Erin: I am currently doing most of the work planning my own wedding right now, with my fiancee advising on design issues that are important to her. But I am doing most of the vendor interaction. And in all cases the vendors start out expecting to talk to her, not me. And when I go places, the invitation shop, the linen rental place, etc, I am the only guy there, except perhaps a bored guy being dragged along unwillingly by his bride to be. The nature/nurture origin of this tendency is of course debatable but that’s the way it is. Weddings are planned by women.

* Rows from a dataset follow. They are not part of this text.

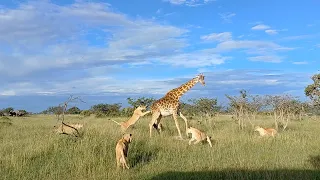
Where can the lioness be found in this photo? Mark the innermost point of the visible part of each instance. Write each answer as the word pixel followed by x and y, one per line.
pixel 266 132
pixel 70 129
pixel 134 118
pixel 122 150
pixel 198 135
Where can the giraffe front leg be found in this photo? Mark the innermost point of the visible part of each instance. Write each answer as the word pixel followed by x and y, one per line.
pixel 196 142
pixel 154 119
pixel 145 113
pixel 177 124
pixel 185 120
pixel 190 141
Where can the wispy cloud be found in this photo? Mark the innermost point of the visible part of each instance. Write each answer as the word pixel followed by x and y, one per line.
pixel 191 3
pixel 260 27
pixel 220 37
pixel 61 44
pixel 300 62
pixel 227 17
pixel 265 50
pixel 271 31
pixel 269 58
pixel 300 37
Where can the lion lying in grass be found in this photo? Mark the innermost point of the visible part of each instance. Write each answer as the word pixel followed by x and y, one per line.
pixel 266 131
pixel 198 136
pixel 122 150
pixel 134 118
pixel 70 129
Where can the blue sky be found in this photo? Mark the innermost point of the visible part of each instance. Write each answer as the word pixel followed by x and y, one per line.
pixel 106 51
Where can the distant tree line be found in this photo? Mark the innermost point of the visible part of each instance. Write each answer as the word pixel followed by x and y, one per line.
pixel 10 111
pixel 244 107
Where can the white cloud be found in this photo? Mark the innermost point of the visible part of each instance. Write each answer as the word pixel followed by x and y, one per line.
pixel 226 17
pixel 39 36
pixel 300 62
pixel 258 46
pixel 260 27
pixel 271 31
pixel 268 58
pixel 220 37
pixel 197 59
pixel 7 93
pixel 300 37
pixel 191 3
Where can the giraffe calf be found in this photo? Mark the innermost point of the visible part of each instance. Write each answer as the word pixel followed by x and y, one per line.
pixel 198 136
pixel 122 150
pixel 266 131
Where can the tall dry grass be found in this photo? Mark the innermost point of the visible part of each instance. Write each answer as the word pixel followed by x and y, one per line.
pixel 30 150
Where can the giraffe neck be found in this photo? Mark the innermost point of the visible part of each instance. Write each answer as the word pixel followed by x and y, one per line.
pixel 178 92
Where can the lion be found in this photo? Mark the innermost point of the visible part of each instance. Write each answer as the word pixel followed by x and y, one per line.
pixel 70 129
pixel 266 131
pixel 134 118
pixel 122 150
pixel 198 136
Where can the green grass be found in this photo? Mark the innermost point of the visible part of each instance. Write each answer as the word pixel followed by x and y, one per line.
pixel 30 150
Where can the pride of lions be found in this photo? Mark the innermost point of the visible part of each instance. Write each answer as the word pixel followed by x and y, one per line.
pixel 167 105
pixel 122 146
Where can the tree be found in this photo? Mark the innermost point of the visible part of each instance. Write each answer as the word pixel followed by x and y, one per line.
pixel 239 107
pixel 140 101
pixel 57 110
pixel 313 90
pixel 73 110
pixel 283 108
pixel 106 109
pixel 7 110
pixel 205 106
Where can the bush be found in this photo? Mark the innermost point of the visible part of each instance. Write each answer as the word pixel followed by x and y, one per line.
pixel 86 113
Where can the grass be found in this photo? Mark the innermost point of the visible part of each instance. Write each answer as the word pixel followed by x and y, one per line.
pixel 30 150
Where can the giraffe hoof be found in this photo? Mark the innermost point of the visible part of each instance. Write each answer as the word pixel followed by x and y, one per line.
pixel 178 138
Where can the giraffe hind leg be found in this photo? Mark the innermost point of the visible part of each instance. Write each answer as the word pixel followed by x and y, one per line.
pixel 185 121
pixel 177 125
pixel 154 121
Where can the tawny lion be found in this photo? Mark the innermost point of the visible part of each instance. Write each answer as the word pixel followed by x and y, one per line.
pixel 198 135
pixel 134 118
pixel 266 131
pixel 122 150
pixel 70 129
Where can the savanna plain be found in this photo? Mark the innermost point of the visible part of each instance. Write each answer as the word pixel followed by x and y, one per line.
pixel 29 149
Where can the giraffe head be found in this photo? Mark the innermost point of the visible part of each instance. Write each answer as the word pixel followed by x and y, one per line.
pixel 200 78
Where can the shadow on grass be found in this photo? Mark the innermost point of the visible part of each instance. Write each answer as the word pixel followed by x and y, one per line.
pixel 315 161
pixel 141 154
pixel 242 174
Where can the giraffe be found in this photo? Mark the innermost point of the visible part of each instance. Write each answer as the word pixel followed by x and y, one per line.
pixel 170 105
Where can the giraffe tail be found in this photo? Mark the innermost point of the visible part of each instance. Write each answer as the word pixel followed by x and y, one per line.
pixel 116 122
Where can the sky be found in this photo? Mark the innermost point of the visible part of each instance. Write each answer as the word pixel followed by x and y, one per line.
pixel 107 51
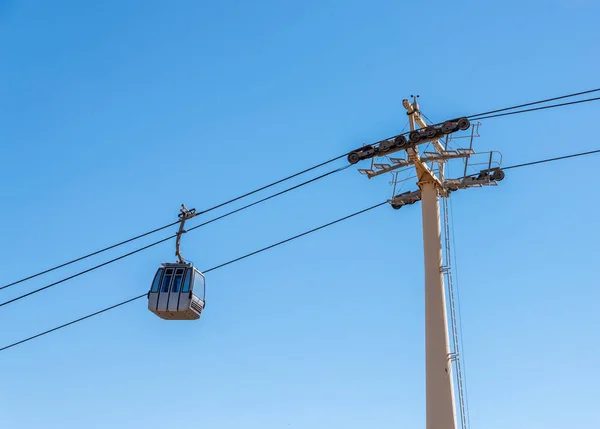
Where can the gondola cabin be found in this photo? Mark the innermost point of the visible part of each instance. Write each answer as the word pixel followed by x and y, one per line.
pixel 171 295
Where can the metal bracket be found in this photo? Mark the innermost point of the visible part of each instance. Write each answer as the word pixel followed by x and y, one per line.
pixel 184 215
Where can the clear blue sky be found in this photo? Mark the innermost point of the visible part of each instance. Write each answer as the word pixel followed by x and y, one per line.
pixel 113 113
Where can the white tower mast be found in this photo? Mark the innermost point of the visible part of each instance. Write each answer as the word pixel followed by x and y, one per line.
pixel 439 359
pixel 440 411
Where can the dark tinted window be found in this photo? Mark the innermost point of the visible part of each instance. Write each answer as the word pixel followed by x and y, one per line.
pixel 187 280
pixel 167 280
pixel 177 280
pixel 156 282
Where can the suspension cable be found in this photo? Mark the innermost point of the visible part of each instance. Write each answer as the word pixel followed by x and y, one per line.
pixel 33 292
pixel 206 271
pixel 479 116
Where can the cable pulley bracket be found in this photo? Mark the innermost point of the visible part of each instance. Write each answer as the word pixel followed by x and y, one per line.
pixel 184 214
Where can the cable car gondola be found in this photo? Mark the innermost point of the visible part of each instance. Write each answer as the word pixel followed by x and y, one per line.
pixel 171 295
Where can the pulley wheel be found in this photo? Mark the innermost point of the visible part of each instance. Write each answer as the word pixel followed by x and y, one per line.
pixel 353 158
pixel 463 124
pixel 414 137
pixel 448 127
pixel 400 141
pixel 384 146
pixel 430 132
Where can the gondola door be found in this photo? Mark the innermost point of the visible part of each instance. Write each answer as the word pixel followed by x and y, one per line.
pixel 185 297
pixel 175 293
pixel 163 297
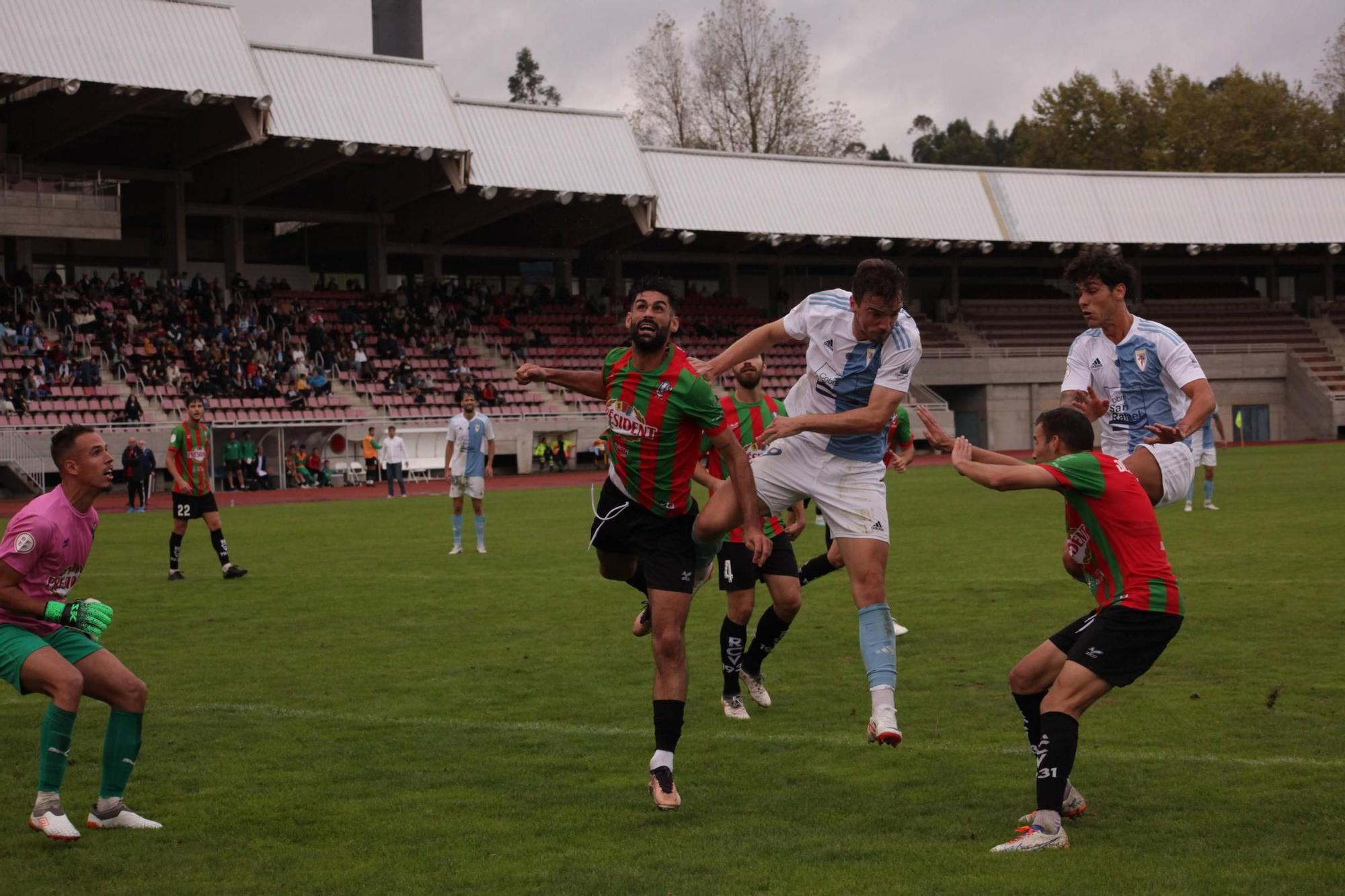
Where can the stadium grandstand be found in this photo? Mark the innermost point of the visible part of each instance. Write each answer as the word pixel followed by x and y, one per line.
pixel 321 241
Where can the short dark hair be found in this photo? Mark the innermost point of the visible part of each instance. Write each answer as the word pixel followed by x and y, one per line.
pixel 661 286
pixel 1071 425
pixel 64 442
pixel 1098 261
pixel 880 279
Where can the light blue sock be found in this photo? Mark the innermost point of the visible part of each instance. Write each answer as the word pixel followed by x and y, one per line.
pixel 879 646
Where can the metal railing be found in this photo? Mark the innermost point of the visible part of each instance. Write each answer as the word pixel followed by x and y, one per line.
pixel 25 459
pixel 63 194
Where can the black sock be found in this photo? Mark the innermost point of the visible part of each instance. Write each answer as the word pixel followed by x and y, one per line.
pixel 668 723
pixel 217 538
pixel 770 631
pixel 1055 759
pixel 816 568
pixel 1030 705
pixel 732 638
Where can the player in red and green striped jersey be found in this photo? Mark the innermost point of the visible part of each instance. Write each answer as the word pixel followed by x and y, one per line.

(In fact, I would hazard a guess that weddings are perhaps the single largest market of female-controlled money. If you want to get as much money as you can from women, marketing to people planning weddings would be a good bet. :) (Marketing to men is a bit easier of course. Put a glimpse of a woman’s skin on your product, or your billboard, or your business card, or the bottom of your shoe, and we’ll throw money at you hand over fist. Yay for “biological instinct” :)))

Anon ADDer 29 Aug 06

As has been said, thanks for following up your comments on ADD with some research at that link.

Yes, it’s overdiagnosed, no doubt about it. Medication isn’t any more of a babysitter than Barney or Elmo. But for those of us with the disease, the diagnosis can be an eye opener and a godsend.

Imagine learning something about yourself, about your physical being (because ADD/ADHD is physical, not behavioral), and then having to re-examine your entire life through this new view. Imagine being nearsighted for 25 years, but not realizing it. And then someone gives you glasses.

So, anyway, others have said it all before I got here, but I wanted to thank you for at least acknowledging the disease in the comments, if not in the post.

And, of course, thank you for all you so, etc, etc, BP rocks, yadda yadda yadda, much noodage to all.

JoJo 29 Aug 06

Matt L,

Re: ADD, have yourself tested here: :-)

The one diagnosis I think is rediculous is Sudden Wealth Syndrome. They actually have a symptom list on WebMD!

One of my favorites: You feel like you don’t quite deserve the money and you can’t believe it’s really yours.

Please, give me some pills!!!

James McKinney 29 Aug 06

Wally Wood (from your sunspot, “22 panels that always work”) used the word “noodling” to describe anything that broke his motto:

“Never draw anything you can copy, never copy anything you can trace, never trace anything you can cut out and paste up.”

I’m surprised no one caught that.

Bob Satori 31 Aug 06

In regards to Wally Wood’s usage of the word. Wood was a country boy and knew where it came from — his usage of ‘noodling’ in this sense was a variation on “fishing for ideas.” Thus the whole “22 (stock) panels” collection of reusable composition ideas.